A Havana, além de ser considerada, de há muito, a melhor cachaça do Brasil, é também a mais cara, sendo o seu preço de comercialização maior que o dos melhores whiskeys.
Pois bem. Eu era gerente da Agência Cidade Jardim, do Banco do Brasil, em Belo Horizonte. Naquela época, a agência funcionava em prédio alugado da ABO – Associação Brasileira de Odontologia. Na diretoria da ABO havia um dentista de Salinas (Dr. Murilo), que sempre visitava a cidade natal. E de lá sempre voltava sobraçando preciosa carga: garrafas e mais garrafas de cachaça, para distribuir aos amigos.
Encomendei a ele uma caixa de Havana. Ele me alertara que aquilo era uma missão impossível. O sistemático Anísio Santiago nunca vendia tanta cachaça para um só comprador. Mas ficou de ver o que conseguia...
Na volta, o Dr. Murilo trouxe apenas uma garrafa para mim. E o mais importante: nada me cobrou, porque nada pagara. O “seu” Anísio resolvera presentear aquele gerente quase conterrâneo, de Porteirinha, tão-somente porque meu pai – que também possuíra caminhão e fora um “expert” em mecânica e eletricidade de automóveis -, tinha sido seu velho amigo, desde quando pessoalmente distribuía a sua cachaça pelas cidades da região, em seu Chevrolet Leadmaster 1947.
Guardei a garrafa de Havana que ganhara em local especial, longe do sol e do calor. Sempre que podia, ia ver “como ela estava passando”, em minha modesta adega. Nessas ocasiões, aproveitava para retirar a poeira da garrafa, sacudi-la para contemplar o belo “rosário” de pequenas bolhas que se formavam no gargalo e a guardava novamente, esperando uma data especial para degustá-la com amigos.
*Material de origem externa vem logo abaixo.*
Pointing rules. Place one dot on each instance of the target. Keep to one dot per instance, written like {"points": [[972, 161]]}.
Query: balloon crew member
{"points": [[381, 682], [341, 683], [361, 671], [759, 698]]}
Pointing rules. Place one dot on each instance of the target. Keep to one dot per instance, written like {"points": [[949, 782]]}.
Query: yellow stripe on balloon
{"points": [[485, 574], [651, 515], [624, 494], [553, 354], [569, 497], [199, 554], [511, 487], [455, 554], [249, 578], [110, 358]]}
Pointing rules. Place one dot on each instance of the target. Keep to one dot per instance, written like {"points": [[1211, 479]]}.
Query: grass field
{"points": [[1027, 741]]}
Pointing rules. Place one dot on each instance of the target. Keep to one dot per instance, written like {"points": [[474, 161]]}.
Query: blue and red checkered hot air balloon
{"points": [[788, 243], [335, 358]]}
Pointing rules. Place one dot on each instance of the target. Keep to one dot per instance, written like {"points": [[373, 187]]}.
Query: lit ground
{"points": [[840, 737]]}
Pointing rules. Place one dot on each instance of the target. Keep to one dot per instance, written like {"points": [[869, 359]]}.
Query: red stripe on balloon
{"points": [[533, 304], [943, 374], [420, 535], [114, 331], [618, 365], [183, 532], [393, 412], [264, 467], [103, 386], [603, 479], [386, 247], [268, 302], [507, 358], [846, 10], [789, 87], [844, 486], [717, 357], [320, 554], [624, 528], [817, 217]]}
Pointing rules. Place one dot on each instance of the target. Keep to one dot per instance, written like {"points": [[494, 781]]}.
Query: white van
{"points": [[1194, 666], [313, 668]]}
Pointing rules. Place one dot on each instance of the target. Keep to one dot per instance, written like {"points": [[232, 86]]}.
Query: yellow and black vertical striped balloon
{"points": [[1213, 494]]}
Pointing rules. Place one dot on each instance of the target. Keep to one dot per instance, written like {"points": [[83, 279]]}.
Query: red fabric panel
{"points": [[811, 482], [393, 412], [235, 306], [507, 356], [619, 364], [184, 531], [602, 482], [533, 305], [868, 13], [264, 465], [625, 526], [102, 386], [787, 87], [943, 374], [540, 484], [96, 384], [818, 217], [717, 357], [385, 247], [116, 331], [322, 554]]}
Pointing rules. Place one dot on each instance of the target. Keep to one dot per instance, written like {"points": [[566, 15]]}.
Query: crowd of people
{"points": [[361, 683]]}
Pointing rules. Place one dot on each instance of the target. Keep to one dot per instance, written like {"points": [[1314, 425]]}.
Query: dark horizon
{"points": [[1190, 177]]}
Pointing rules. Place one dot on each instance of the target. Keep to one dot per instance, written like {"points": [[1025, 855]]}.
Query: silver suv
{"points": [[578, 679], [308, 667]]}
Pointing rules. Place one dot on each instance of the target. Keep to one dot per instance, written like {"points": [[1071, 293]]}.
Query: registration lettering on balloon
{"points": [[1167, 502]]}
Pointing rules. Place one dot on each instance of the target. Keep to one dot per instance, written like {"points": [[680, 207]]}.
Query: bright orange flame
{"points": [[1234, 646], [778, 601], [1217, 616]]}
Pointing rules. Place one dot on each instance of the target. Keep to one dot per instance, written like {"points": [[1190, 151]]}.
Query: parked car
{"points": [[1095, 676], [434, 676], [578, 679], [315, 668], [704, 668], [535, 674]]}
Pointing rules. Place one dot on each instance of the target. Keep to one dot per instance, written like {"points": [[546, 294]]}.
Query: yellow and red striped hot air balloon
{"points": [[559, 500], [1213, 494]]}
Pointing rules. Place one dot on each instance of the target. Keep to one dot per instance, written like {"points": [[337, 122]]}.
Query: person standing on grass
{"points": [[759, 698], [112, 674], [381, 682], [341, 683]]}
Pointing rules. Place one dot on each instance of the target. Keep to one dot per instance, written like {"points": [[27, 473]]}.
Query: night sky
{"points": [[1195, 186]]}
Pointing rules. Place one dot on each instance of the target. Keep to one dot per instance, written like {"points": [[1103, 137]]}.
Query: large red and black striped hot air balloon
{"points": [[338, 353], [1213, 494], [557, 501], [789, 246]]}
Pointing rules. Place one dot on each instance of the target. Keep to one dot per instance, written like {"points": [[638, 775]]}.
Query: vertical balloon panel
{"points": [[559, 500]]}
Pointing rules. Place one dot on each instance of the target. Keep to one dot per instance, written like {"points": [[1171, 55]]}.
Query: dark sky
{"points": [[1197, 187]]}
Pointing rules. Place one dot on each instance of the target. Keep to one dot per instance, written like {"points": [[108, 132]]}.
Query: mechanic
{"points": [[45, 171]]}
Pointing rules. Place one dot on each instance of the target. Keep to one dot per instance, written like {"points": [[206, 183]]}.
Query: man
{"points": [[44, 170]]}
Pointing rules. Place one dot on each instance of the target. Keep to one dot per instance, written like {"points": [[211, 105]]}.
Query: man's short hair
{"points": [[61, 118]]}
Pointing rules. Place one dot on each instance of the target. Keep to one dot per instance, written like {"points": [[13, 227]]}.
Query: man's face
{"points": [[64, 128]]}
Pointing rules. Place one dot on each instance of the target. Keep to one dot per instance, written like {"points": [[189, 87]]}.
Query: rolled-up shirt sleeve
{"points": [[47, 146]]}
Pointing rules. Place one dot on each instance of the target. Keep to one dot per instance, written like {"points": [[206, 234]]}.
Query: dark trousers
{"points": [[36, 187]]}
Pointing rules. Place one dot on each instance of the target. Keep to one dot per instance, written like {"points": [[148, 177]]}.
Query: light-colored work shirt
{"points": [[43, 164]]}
Com a ascensão do prestígio social da cachaça, passei a acompanhar a cotação da Havana, em Belo Horizonte. No Mercado Central, havia sempre uma garrafa em exposição numa vitrine e eu lá passava quinzenalmente para ver o preço. Quando superou a casa dos 500 reais, resolvi conferir a garrafa que repousava em meu apartamento. E, péssima surpresa, não mais a encontrei...
Indignado com o desaparecimento da garrafa de Havana, abri sindicância domiciliar, para apurar o paradeiro daquele precioso néctar dos deuses...
Suspeitei da empregada doméstica, mas logo a tirei do rol de possíveis envolvidos naquele “crime”, quando soube que era evangélica e nem sequer pegava em garrafa de cachaça.
Depois de muito investigar, cheguei à conclusão do fim a que deram à minha Havana.
Um dos meus filhos fizera uma farra com colegas de faculdade, no terraço do edifício. Acabada a cerveja, resolveram inovar com uma bebida mais forte. Como nada entendiam de cachaça, pegaram a que acharam disponível no meu estoque – logo a caríssima Havana -, e a misturaram com muito limão, açúcar e água filtrada...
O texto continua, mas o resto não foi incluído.